About Julia's development policy regarding Windows

I’m not going to rehash again how we already test all registered packages for all Julia releases, and how community voting for packages is of little consequence on whether or not any particular work happens.

But it might be interesting to make something like this part of the annual Julia User & Developer Survey (organized by @ahclaster, I think). Along the lines of “which packages do you think are particularly central to the Julia ecosystem”. Nominations would happen during the feedback period and then everyone could vote in the actual survey. It would certainly be interesting data to have, and could inform some decisions on which packages to test with more scrutiny.

1 Like

An actionable thing here could be to think about how to standardize performance benchmarks for a package, such that detection of performance regressions can be automated.

Thinking out loud for a little bit: To start, there has to be a way to specify a benchmark workload for a package.
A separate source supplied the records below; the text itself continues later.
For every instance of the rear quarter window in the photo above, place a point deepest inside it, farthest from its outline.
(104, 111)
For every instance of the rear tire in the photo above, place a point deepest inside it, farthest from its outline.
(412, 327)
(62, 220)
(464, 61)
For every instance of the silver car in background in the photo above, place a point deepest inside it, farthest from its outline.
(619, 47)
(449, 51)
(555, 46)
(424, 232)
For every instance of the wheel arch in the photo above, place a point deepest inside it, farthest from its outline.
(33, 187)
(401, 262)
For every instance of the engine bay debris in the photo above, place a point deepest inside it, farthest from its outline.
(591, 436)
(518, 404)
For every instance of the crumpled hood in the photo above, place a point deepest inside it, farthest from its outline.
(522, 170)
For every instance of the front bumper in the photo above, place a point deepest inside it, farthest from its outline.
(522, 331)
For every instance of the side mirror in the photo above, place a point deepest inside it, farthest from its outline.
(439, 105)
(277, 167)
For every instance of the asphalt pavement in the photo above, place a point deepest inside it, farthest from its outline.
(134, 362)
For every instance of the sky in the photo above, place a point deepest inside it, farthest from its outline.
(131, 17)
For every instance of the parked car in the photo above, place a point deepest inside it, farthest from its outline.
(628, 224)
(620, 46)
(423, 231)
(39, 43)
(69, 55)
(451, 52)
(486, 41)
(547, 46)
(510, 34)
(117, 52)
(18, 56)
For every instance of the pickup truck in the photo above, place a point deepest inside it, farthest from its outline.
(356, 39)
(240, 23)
It could look similar to either test suites or precompile workloads, or something in between.

A complication with benchmarks is that you always need to compare two configurations—it’s not like tests where the pass/fail result can be decided uniquely for each combination of package version and Julia version. To make sure you’re only measuring changes due to Julia itself, you probably want to pin the package at a single version that’s compatible with both of the two Julia versions you’re comparing (this also ensures that the benchmark workload is identical, which is obviously important). In many cases, that version would have to be older than the current release, since new package versions often drop support for older Julia versions.
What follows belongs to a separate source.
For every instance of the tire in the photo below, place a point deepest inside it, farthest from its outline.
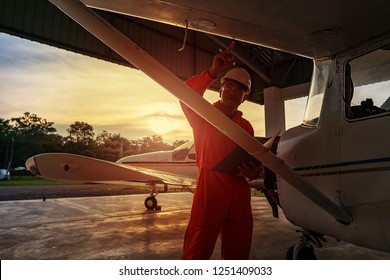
(306, 252)
(150, 202)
Next, if you want to create something like PkgBenchmarks.jl to complement PkgEval.jl, should that be opt-in (e.g., the community decides on 10 representative packages for which to monitor performance) or opt-out (like PkgEval, every package that defines a benchmark workload is included unless blacklisted). Should you only compare the PR/release candidate against the current release, or also against, say, the LTS version? (Seeing longer-term trends may prevent against some otherwise barely noticeable drift in the wrong direction.) And how big should the workloads typically be, i.e., what should the timeout be? Seconds, minutes, tens of minutes, hours?

Should the benchmarks focus on runtime performance only, or should they also measure precompilation time/load time/latency/TTFX? Should this be up to each package author or baked into the infrastructure somehow?
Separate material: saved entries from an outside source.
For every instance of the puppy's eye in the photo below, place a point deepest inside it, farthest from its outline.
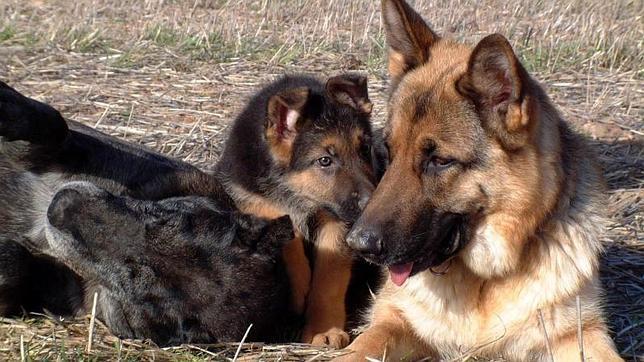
(325, 161)
(365, 151)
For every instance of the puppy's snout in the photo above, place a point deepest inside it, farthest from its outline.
(365, 241)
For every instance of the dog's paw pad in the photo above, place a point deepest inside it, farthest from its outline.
(334, 337)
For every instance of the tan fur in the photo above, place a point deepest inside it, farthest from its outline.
(320, 292)
(532, 253)
(299, 272)
(326, 314)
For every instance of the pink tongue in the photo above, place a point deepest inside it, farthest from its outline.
(400, 273)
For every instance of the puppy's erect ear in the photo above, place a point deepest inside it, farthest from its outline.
(409, 38)
(497, 83)
(350, 90)
(284, 117)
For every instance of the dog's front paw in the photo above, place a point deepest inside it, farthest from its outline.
(350, 356)
(334, 337)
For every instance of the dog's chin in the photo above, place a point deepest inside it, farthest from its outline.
(427, 256)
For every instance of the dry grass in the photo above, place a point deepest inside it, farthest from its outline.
(171, 74)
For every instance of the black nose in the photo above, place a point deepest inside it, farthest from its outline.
(361, 199)
(365, 241)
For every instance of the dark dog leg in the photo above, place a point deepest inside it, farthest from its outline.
(25, 119)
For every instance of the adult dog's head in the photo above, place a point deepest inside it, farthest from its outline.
(472, 170)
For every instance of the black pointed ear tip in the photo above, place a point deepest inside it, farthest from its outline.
(348, 79)
(282, 228)
(63, 202)
(495, 40)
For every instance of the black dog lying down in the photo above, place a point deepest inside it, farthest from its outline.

I’m not involved in Julia development or releases, but it certainly sounds to me like it would be useful to have a more systematic and automated way of monitoring actual performance impacts in the package ecosystem when making changes to Julia. However, someone has to do the work of setting it up and making decisions about all the finer points of how it’s going to work.

1 Like

Y’all really like wholecloth divining out what you think people should be doing and how that should work.

Throughout this thread I (and others) have been trying to describe the status quo. I’m really not trying to argue for or against any particular prescription — the world’s your oyster there — just that it’s helpful to first describe the status quo and work from there. Especially so when it’s other people doing the work.

Performance is checked for regressions automatedly and regularly. There does exist something like PkgBenchmarks that complements PkgEval — it’s called BaseBenchmarks.jl. It’s also run by nanosoldier. There’s an infrastructure to compare between commits and releases. Here’s an example. It is pretty focused micro-benchmarks, but there’s an open issue (and two work-in-progress PRs) trying to figure out how to test some packages and compilation time better. It’s hard, though, particularly since typical CI environments are quite noisy.

9 Likes

Howdy pardner! That’s me :index_pointing_up: I don’t think anyone has harped on the existence of PkgEval more than me here.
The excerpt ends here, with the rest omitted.